Protecting yourself from caregiver burnout
Caregiver fatigue is real, and tending to your own wellbeing isn't selfish—it helps you show up with more patience and strength. You don't need to do everything at once; small changes matter.
Notice the signs
- Check in with yourself daily: Am I sleeping enough? Eating regularly? Feeling irritable or overwhelmed more often?
- Pay attention to physical signals—tension, headaches, or feeling constantly tired—that your body may be sending.
- Ask a trusted friend or family member: 'Do you notice any changes in how I seem lately?' Sometimes others spot burnout before we do.
Build in breaks
- Schedule one small break each week, even 15 minutes—a walk, a quiet cup of tea, or time alone.
- Ask family or friends to sit with your care recipient for a few hours, or look into respite care options in your area.

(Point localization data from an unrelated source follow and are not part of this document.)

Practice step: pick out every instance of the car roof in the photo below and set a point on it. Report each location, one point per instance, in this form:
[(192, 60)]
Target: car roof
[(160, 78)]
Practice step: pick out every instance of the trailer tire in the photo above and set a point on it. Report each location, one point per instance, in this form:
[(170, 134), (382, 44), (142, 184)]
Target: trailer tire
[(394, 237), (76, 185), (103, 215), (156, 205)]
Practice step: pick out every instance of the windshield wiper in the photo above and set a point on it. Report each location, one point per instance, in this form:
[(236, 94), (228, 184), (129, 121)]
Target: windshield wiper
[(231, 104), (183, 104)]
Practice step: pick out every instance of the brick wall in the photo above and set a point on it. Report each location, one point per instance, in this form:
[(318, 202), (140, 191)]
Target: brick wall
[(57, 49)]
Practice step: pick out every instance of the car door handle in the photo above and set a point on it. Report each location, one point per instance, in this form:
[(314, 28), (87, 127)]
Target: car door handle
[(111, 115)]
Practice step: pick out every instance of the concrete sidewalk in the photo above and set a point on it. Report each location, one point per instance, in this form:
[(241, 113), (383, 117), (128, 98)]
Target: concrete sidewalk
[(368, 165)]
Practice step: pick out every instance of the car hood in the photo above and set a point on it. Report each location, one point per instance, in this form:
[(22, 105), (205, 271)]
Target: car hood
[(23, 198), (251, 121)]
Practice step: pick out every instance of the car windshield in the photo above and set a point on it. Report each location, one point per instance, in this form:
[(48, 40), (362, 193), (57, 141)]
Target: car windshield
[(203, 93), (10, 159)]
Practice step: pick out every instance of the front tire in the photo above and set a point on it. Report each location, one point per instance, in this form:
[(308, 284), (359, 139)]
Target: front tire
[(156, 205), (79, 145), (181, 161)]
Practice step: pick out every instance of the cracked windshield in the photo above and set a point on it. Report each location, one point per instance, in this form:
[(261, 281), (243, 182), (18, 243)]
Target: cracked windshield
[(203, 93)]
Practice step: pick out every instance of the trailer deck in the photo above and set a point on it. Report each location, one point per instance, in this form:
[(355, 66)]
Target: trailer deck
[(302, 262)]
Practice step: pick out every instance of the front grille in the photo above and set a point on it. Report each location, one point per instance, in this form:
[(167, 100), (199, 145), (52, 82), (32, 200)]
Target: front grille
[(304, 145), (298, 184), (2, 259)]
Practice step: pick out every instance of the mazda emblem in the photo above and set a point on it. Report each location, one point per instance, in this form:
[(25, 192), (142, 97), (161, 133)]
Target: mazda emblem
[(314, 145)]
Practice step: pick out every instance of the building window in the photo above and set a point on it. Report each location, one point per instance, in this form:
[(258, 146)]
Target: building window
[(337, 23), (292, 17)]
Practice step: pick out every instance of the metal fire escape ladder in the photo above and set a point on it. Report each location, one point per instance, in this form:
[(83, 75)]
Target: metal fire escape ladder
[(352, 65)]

Your local Area Agency on Aging can suggest respite resources; call the Eldercare Locator at 1-800-677-1116.
- Set one boundary each day—a time after which you won't answer calls or check in, unless it's an emergency.
- Keep a list of small activities that recharge you (a hobby, music, time outside) and do at least one each week.
Stay connected
- Talk with someone regularly—a friend, family member, or support group—about how caregiving is really going for you.
- Consider joining a caregiver support group, online or in person, where others understand what you're navigating.
- Don't isolate; let people know when you need help and accept it when offered.
Know when to reach out
- If you feel persistently sad, hopeless, or unable to cope, talk with your doctor or a counselor. Your primary care doctor can discuss options and referrals; there's no shame in getting professional support.
- If caregiving demands are beyond what you can manage alone, ask your care recipient's doctor or a social worker about care planning and community resources.
This checklist is general information, not medical advice. Talk with your parent's doctor about their specific situation.